「これは……」
「……どうやら歌声のようですが」
謎の声に導かれるように、俺たちはゆっくりと歩き出す。
神社の敷地の奥へと歩を進めると、視界が開けた。
広大な広場。
そこには大勢の人々が集まり、中央には、幾人もの巫女たちが並び立っていた。
「……あれは、巫女か」
「そのようですね……」
白と赤の衣をまとった彼女たちは、一糸乱れぬ動きで儀式の舞を舞いながら、透き通るような歌声を紡ぎ続けている。
荘厳な旋律が、空間を支配していた。
澄んだ声が幾重にも折り重なり、まるで天と地を結ぶ糸のように響く。
聞いているだけで、心の奥が揺さぶられるような感覚に陥る。
「一体、これはどういう状況だ?」
思わず呟いた。
目の前に広がるのは、炎の灯る祭壇と、静かに揺れる幾重もの白布。
空には薄い雲がたなびき、月光が柔らかに差し込んでいる。
周囲を取り囲むように立つ巫女たちは、まるで時間そのものに溶け込んでしまったかのように、無言のまま佇んでいた。
その中心で、荘厳な唄が紡がれていく。
この儀式は何を意味するのか?
偶然の巡り合わせか、それとも俺たちを迎え入れるためのものなのか――。
だが、そんな疑問を抱くよりも早く、俺はただ目の前の光景に圧倒されていた。
「高志様……」
紅葉の声が微かに震えている。
彼女の瞳は、炎のゆらめきを映しながらも、何かに強く惹かれているようだった。
「わかっている。
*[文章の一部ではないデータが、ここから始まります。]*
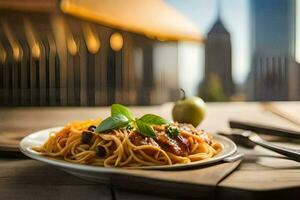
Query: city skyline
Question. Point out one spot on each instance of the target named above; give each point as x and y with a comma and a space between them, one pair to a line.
204, 14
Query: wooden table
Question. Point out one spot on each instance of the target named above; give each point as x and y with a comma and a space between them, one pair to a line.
262, 174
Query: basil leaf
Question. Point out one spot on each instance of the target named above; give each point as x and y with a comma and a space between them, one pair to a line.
153, 119
117, 109
113, 122
172, 131
145, 129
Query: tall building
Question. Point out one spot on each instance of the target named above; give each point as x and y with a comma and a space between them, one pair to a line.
218, 58
272, 50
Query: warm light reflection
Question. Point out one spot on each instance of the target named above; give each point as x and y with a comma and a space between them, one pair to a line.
116, 41
72, 46
91, 38
2, 54
32, 39
16, 47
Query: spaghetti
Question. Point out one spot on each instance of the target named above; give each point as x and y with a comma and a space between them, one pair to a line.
77, 143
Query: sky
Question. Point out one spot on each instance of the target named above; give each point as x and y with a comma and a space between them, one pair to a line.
234, 15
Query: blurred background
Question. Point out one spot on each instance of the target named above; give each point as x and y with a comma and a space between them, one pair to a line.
97, 52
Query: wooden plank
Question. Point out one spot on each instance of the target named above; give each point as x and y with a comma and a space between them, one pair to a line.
259, 172
28, 179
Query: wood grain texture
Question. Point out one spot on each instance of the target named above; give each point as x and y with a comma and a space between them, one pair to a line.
262, 174
28, 179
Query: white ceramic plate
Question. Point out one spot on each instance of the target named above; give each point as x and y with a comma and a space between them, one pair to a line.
102, 174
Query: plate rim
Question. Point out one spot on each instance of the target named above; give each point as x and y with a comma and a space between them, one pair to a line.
98, 169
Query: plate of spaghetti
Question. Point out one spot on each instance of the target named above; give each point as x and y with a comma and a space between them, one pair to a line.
123, 141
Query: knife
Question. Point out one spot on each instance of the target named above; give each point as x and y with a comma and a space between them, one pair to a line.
265, 129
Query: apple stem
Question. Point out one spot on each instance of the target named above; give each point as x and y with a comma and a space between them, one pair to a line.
183, 93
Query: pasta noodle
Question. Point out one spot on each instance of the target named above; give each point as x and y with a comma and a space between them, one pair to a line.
127, 148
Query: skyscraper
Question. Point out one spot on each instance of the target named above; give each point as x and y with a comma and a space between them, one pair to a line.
218, 58
272, 49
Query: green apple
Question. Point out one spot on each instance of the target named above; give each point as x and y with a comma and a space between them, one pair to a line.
189, 110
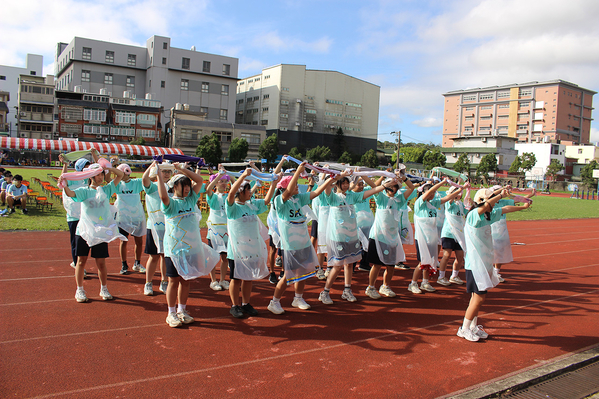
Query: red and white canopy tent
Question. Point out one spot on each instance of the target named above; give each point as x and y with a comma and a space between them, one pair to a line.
71, 145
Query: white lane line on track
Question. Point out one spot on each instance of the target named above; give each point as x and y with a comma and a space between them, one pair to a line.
304, 352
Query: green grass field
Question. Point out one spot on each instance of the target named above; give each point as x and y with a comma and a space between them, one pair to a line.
544, 207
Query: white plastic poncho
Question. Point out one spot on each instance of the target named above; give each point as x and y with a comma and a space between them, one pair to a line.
343, 245
502, 249
299, 258
385, 231
479, 253
217, 222
97, 224
130, 212
182, 240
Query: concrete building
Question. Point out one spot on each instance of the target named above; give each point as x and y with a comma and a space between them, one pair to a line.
544, 153
306, 107
530, 112
4, 111
9, 82
171, 75
186, 128
36, 107
100, 117
477, 147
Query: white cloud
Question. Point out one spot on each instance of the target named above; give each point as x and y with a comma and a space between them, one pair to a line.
429, 121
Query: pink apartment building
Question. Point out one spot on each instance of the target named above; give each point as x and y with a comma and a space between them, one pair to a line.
552, 111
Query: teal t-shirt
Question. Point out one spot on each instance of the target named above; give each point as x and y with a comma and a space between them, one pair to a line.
424, 210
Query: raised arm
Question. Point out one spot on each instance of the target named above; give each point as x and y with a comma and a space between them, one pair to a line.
236, 185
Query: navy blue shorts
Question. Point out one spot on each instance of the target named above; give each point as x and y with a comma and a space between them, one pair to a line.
99, 251
150, 248
471, 286
450, 243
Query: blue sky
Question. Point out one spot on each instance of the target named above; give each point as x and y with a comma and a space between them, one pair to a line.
414, 50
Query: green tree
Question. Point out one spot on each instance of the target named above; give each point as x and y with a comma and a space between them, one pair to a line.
319, 154
238, 149
346, 157
528, 160
269, 149
462, 164
433, 158
587, 175
369, 159
338, 144
516, 166
209, 149
554, 168
487, 164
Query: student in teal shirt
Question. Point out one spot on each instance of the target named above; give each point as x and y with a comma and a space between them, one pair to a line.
480, 275
246, 249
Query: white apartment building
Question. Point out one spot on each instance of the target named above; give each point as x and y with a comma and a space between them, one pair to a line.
9, 82
170, 75
306, 107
もう少し様子を見てみよう」
巫女たちの歌声は、まるで一つの波となって空間に広がっていく。
その音は、澄み切った水のように透明で、耳に届くと同時に心の奥底まで染み込んでくるようだった。
それは、ただの歌ではない。
何かに強く干渉する力を持っている――そう直感した。
周囲の木々や山々が、その響きに共鳴するかのように、風がさざめく。
「これは……なんだか……」
「……ああ、アレだな……」
紅葉と俺は、ほぼ同時に呟いた。
考えていることは同じらしい。
「心が洗われる気がしますね」
「気に食わない歌声だな」
「「……え?」」
俺たちの間に、微妙な空気が流れた。
おかしいな?
これまでの旅で、俺と紅葉は何度も同じ景色を見て、同じ感動を分かち合ってきたはずだ。
なのに、今この瞬間、俺たちの心は明確に分かたれている……。